La Commission européenne a ordonné mercredi au fabricant américain de semi-conducteurs Broadcom de cesser "immédiatement" ses pratiques anticoncurrentielles, un nouveau coup porté par Bruxelles à une marque de la Silicon Valley.
Il survient dans un contexte commercial particulièrement tendu entre les Etats-Unis et l'UE, à deux jours de l'entrée en vigueur de sanctions douanières américaines contre des produits européens, en représailles aux subventions accordées à l'avionneur européen Airbus.
La décision mercredi de l'exécutif européen est très rare: alors que son enquête est toujours en cours, il demande à l'entreprise d'arrêter tout de suite ses pratiques, tant les dégâts pourraient être "graves et irréversibles" pour la concurrence, a-t-il indiqué dans un communiqué.
Concrètement, Bruxelles exige de Broadcom qu'il cesse d'appliquer certaines clauses figurant dans des contrats passés avec six de ses principaux clients, des fabricants de décodeurs de télévision et de modems.
Les clauses incriminées sont, par exemple, des obligations d'achat exclusif, ou quasi exclusif, ou encore des avantages commerciaux tels que l'octroi de rabais ou d'autres avantages subordonnés à l'exclusivité ou à des exigences minimales d'achats.
Selon la Commission européenne, toutes ces clauses "sont de nature à renforcer la position dominante présumée de Broadcom pour ses produits" et, par conséquent, d'évincer ses rivaux.
Dans un courriel adressé à l'AFP, un porte-parole de Broadcom a indiqué qu'il allait "se conformer" aux exigences de Bruxelles, mais qu'il ferait en même temps appel de cette décision devant la Cour de justice de l'UE établie à Luxembourg.
C'est la première fois depuis 18 ans que la Commission européenne prend une telle décision de mesures immédiates alors que l'enquête - ouverte le 26 juin - n'est pas terminée.
"Nous ne pouvons tolérer le comportement de Broadcom parce qu'il en découlerait des prix plus élevés pour les clients et les consommateurs européens, de même qu'un choix plus restreint et une innovation moindre", a déclaré la Commissaire européenne à la Concurrence, Margrethe Vestager, citée dans le communiqué.
La dernière fois que Bruxelles avait ordonné à une entreprise de cesser immédiatement ses pratiques anticoncurrentielles, en 2001, cela concernait les agissements en Allemagne de la firme américaine IMS Health (études pour l'industrie pharmaceutique).
Or cette décision avait par la suite été retoquée devant la Cour de justice de l'UE, qui avait tranché en faveur de l'entreprise visée en considérant qu'il y avait trop d'incertitudes sur l'existence d'un abus.

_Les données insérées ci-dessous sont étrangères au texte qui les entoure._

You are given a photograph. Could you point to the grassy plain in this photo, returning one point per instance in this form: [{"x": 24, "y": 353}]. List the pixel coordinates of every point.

Ce précédent ne semble pas impressionner Mme Vestager, qui va, dans la nouvelle équipe à Bruxelles, bénéficier de pouvoirs accrus, avec son portefeuille de la Concurrence couplé avec celui du Numérique.
Mme Vestager s'était attiré les foudres du président américain, Donald Trump, qui l'avait accusée de "détester les Etats-Unis", en raison de son intransigeance vis-à-vis des entreprises d'Outre-Atlantique. La commissaire danoise a toujours réfuté ces critiques.
Jusqu'ici, dans ses derniers bras de fer avec les géants américains du numérique, la Commission avait plutôt choisi la voie de longues enquêtes, comme celle concernant Google, qui se sont terminées par plusieurs amendes à la clé.
L'enquête sur le fond contre Broadcom se poursuit et elle pourrait se solder par des sanctions financières pouvant atteindre jusqu'à 10% du chiffre d'affaires annuel du groupe.
En 2009, le géant américain des puces électroniques Intel avait été condamné à une amende d'1 milliard d'euros dans une affaire similaire.